The twenty-three-year-old Parks, her husband, and their three small children had moved into this dingy rental in the cramped Los Angeles suburb of Bell less than a week before, clothes and knickknacks and photo albums still piled in half-unpacked boxes, the place a mess. Now the apartment crackled and hissed, flames flaring as bright as camera flashes in the darkness, revealing gouts of black smoke pouring up into a leaden, starless sky.


"My children!" Parks shrieked. "They're in back!"


Bob hesitated. He was too old for this, he thought. At fifty-seven, his health wasn't the greatest. He was bone tired, his job wearing him down day by day. But . . . three little kids. Three little kids trapped in a burning house. Somebody had to do something. Staring at the doorway Parks had left open, he could see inside to the front room of the apartment, the master bedroom, flames and smoke roiling inside. He told his wife to call 911. Then Bob Robison took a deep breath, held it, and screwed up his eyes as if he were jumping off the high dive. He walked to the door and disappeared inside.

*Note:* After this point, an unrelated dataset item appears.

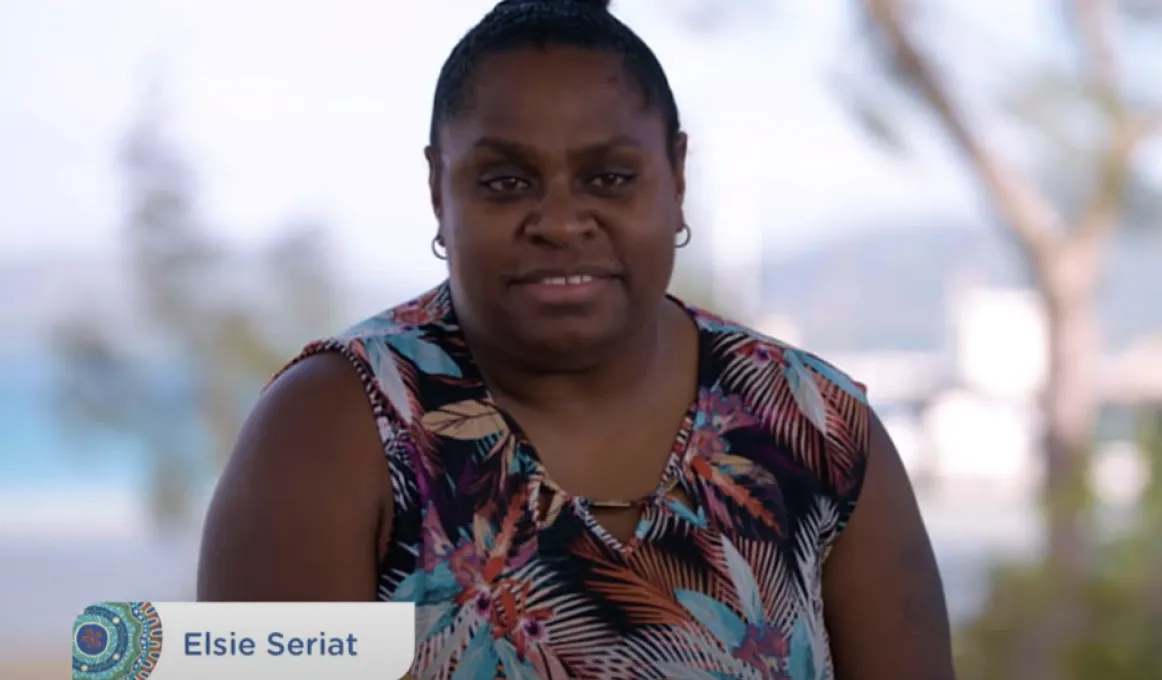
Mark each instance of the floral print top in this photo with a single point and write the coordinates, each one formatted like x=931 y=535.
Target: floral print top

Shirley and Parks gawked at the doorway, then ran back into the front house to phone for help. Then they raced back to the driveway, waiting for the fire engines, waiting for Bob, waiting for the children to emerge. Parks started moving toward the doorway into the burning house, too, but Shirley grabbed her from behind, shouting, "No, Jo Ann, don't!" She wrapped her arm around Parks's shoulders and would not let go, certain a distraught woman could not survive long in that house in her flimsy summer nightclothes. "You can't go in there."

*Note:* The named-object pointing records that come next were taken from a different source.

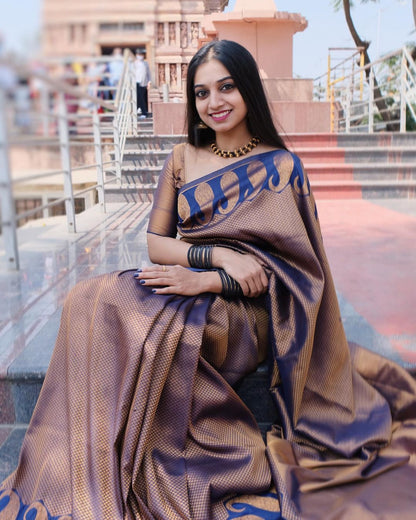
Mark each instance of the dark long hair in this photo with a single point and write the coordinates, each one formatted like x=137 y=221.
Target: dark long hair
x=243 y=69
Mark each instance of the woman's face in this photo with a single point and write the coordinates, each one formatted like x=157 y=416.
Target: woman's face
x=218 y=101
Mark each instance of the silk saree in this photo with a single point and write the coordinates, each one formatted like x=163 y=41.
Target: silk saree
x=138 y=417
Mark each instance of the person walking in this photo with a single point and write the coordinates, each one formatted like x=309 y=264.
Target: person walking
x=142 y=83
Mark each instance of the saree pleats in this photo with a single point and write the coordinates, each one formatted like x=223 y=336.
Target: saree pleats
x=138 y=417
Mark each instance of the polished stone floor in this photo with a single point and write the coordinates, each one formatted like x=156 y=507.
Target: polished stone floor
x=371 y=246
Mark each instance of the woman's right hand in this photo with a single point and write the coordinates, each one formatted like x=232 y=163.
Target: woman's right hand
x=245 y=268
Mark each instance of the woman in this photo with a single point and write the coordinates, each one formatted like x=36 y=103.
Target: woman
x=138 y=417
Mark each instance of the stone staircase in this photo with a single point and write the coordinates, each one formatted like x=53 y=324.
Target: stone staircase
x=339 y=166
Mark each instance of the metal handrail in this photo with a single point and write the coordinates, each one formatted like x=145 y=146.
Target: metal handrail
x=121 y=116
x=367 y=106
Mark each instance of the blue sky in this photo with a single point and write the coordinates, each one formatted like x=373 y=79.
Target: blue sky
x=388 y=24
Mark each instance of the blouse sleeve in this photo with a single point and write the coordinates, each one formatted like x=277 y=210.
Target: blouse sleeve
x=164 y=216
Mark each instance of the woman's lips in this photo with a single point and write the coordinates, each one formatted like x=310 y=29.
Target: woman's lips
x=220 y=116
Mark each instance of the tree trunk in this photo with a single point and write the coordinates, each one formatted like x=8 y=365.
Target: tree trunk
x=379 y=101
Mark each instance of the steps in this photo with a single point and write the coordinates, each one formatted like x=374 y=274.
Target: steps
x=366 y=166
x=347 y=166
x=339 y=166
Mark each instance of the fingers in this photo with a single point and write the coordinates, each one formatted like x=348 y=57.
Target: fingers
x=154 y=275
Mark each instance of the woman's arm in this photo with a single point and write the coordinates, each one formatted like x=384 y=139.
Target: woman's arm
x=165 y=250
x=168 y=251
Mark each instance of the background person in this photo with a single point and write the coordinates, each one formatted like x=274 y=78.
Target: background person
x=142 y=72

Parks seemed to be bordering on hysteria to Shirley, but the younger woman heeded the command and didn't fight to free herself. After that, she made no more moves toward entering the house.


"Oh, God," Parks moaned a few seconds later. She spoke so softly, Shirley had trouble hearing what she said next. But it sounded something like, "I hope Ronnie wasn't playing with matches again."


"What was that?" Shirley asked. Ronnie Jr. was the Parkses' oldest child and only boy, four years old, clever, occasionally mischievous. Was Jo Ann really revealing that the fire could be Ronnie's fault? Or was she just gibbering her fears and guesses in a moment of hysteria? Shirley couldn't tell. Nearly three decades would go by, her husband long passed, and still she would wonder just what Jo Ann Parks had said in that moment, and what, if anything, it meant.


Shirley pulled her eyes away from the fire, which seemed to be growing more intense with each passing second. She asked, "Jo Ann? What did you say Ronnie did?"


Parks shook her head, though whether that gesture came in negation, regret at her words, or simply to clear her head, Shirley once again could not tell. Jo Ann had seemed a bit odd to Shirley, no doubt about that. But this did not seem like the time to press the point, not with the apartment aflame and three little children in jeopardy. So Shirley just hugged the younger woman again around the shoulders, stayed close, and murmured words of comfort.


"My babies," Parks said. "Will he find them? Will they be okay?" She kept repeating variations of this. It sounded almost like a chant.


Shirley didn't know what to say. The apartment, with its 528 square feet of living space, had become an inferno. The heat was growing painful just standing in the driveway. She could not see her husband through the open door and feared he might not be able to save himself, much less three kids. And where were the police? Where were the fire trucks? Had it been only seconds since she called 911? It seemed like many minutes to her. It seemed like forever.


"Yes," Shirley finally said. "Yes. Help is on the way. They're going to be all right." But she didn't really believe it, not for a second.